Machine Learning
Aggregating nuclei segmentation methods to quantify cell counts in spatial transcriptomics data

Oscar Otero Laudouar

Benoit Samson

Philippe Bertolino

Olivier Gandrillon

Franck Picard

Ghislain Durif


August 31, 2023

Spatial transcriptomics technologies allow the characterization of spatial variations regarding gene expression within a tissue. Sequencing-based approaches, such as 10x Genomics Visium, implement micro-bulk RNAseq-like measurements in thousands of spatially located spots across a 2-dimensional histological tissue section. These spots are small enough to only contain a few cells, which does not allow single-cell expression quantification but still gives an insight regarding spatial organization within a tissue and variability between cells at a refined scale. Visium data are complex to normalize and analyze since, amongst other specificities, the number of cells in each spot is unknown and varies across the tissue. In this context, estimating the cell density across the section (i.e. the number of sampled cells in each spot) could help to refine data preprocessing, such as normalization, which could contribute to enhance the accuracy of downstream deconvolution analyses, like cell type composition inference. Additionally, cell density across the tissue is also a biologically meaningful information to study.
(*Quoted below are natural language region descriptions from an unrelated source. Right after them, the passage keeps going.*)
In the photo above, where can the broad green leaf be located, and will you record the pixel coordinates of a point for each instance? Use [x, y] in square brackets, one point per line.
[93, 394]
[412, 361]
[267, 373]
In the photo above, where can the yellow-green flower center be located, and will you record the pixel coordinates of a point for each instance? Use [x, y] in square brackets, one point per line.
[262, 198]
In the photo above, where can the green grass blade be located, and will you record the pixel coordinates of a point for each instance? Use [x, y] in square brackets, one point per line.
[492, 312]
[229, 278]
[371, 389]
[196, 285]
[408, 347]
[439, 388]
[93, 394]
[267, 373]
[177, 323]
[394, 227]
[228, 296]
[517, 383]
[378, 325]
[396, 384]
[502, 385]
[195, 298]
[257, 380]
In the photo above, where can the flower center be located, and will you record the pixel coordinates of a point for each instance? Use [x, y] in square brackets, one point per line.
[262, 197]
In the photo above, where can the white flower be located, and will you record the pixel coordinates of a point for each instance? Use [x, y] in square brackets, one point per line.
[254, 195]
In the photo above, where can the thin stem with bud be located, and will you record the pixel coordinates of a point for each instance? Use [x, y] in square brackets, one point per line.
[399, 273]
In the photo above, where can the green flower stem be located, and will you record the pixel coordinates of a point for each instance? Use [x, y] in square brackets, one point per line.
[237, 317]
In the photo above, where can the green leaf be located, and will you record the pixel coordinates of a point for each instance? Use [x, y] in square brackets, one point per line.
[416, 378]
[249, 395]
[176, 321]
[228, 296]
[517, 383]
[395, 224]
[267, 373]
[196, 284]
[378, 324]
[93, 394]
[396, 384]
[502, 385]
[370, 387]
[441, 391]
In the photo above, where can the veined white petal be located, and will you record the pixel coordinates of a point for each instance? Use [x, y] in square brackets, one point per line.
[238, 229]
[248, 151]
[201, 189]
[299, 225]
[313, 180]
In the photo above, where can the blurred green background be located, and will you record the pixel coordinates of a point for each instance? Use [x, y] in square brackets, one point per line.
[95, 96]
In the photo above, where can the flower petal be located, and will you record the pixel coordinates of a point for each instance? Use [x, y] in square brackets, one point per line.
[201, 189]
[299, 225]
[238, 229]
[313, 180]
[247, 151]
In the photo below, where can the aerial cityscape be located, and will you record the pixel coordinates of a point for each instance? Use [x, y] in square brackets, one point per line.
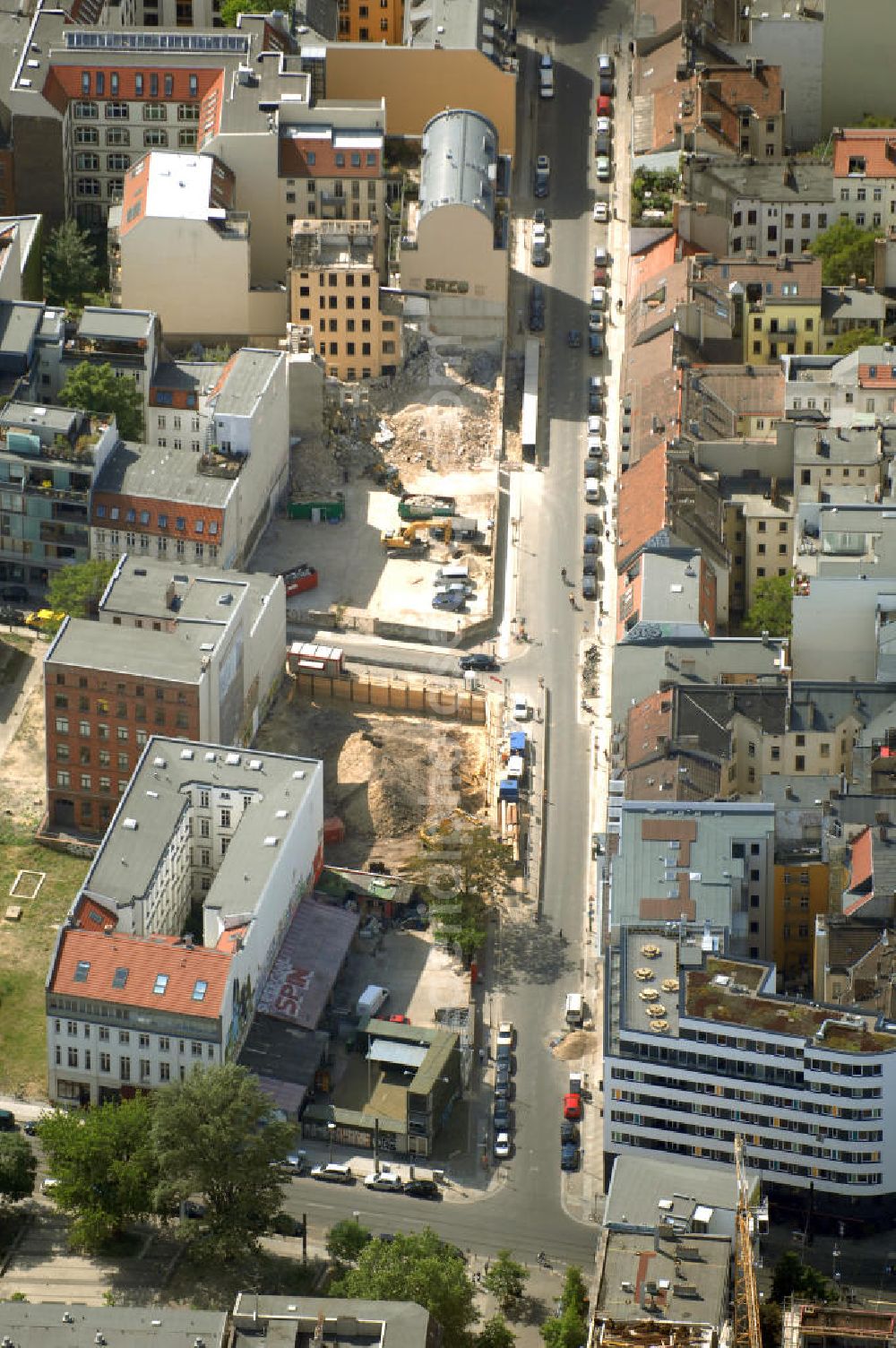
[448, 696]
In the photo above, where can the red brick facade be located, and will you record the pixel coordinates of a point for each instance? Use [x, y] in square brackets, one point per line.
[98, 724]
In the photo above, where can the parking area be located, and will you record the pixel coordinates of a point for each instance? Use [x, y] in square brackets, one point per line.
[358, 575]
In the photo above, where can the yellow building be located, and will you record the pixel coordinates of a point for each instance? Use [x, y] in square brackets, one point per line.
[372, 21]
[334, 288]
[800, 895]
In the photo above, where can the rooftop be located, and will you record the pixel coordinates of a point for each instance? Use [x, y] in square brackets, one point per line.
[157, 799]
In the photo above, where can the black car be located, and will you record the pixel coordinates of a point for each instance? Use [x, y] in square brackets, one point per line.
[478, 662]
[422, 1189]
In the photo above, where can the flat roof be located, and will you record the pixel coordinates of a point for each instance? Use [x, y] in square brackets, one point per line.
[157, 797]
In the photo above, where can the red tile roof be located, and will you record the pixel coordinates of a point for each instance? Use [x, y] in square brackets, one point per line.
[144, 959]
[876, 146]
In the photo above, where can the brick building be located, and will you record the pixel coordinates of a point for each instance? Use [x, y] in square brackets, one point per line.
[193, 654]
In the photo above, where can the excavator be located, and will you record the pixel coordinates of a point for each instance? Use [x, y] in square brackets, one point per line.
[406, 540]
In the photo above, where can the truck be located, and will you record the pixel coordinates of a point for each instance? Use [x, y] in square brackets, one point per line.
[418, 506]
[298, 578]
[372, 1000]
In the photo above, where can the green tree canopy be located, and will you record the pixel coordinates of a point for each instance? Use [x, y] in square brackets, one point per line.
[69, 264]
[18, 1168]
[845, 251]
[78, 590]
[855, 339]
[213, 1136]
[347, 1239]
[98, 388]
[496, 1334]
[505, 1280]
[417, 1267]
[104, 1162]
[771, 609]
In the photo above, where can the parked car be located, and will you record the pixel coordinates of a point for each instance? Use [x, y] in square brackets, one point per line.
[573, 1107]
[385, 1180]
[333, 1173]
[502, 1146]
[422, 1189]
[569, 1157]
[478, 661]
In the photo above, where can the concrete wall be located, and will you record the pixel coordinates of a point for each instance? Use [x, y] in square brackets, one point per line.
[419, 82]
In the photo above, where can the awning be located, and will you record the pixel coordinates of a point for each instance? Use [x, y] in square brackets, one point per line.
[396, 1054]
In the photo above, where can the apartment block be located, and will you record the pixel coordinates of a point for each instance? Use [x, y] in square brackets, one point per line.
[166, 502]
[50, 459]
[189, 652]
[698, 1049]
[334, 286]
[205, 839]
[697, 863]
[179, 208]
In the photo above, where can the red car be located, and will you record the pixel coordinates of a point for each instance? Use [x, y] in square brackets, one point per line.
[573, 1107]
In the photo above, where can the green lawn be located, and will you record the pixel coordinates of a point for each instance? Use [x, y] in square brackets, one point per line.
[24, 956]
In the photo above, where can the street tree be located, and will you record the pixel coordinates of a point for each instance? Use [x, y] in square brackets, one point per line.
[69, 264]
[78, 590]
[496, 1334]
[98, 388]
[18, 1168]
[772, 607]
[213, 1136]
[347, 1239]
[417, 1267]
[852, 340]
[845, 251]
[104, 1162]
[505, 1280]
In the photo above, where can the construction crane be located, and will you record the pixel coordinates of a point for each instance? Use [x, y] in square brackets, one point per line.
[746, 1328]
To tackle this question, we have used state-of-the-art machine-learning-based cellular segmentation methods, namely Stardist and Cellpose, to automatically count cells in each spot, using histological section microscopy images that are provided with Visium datasets. Their performance was assessed across a range of hyperparameter values, image resolutions, and tissue samples. In particular, we focused on pituitary adenoma samples from unrelated patients. In addition, we have used an ensemble learning approach to aggregate the cell count predictions provided by the segmentation methods across different hyperparameter values. In the absence of ground truth to validate our results, we have found that the aggregated predictions are consistent with human interpretation of the images and with results from independently performed deconvolution analyses, especially when analysing lower resolution images (compared to non-aggregated results). Our method is implemented using the Squidpy framework for spatial transcriptomics data analyses and available as a Python package.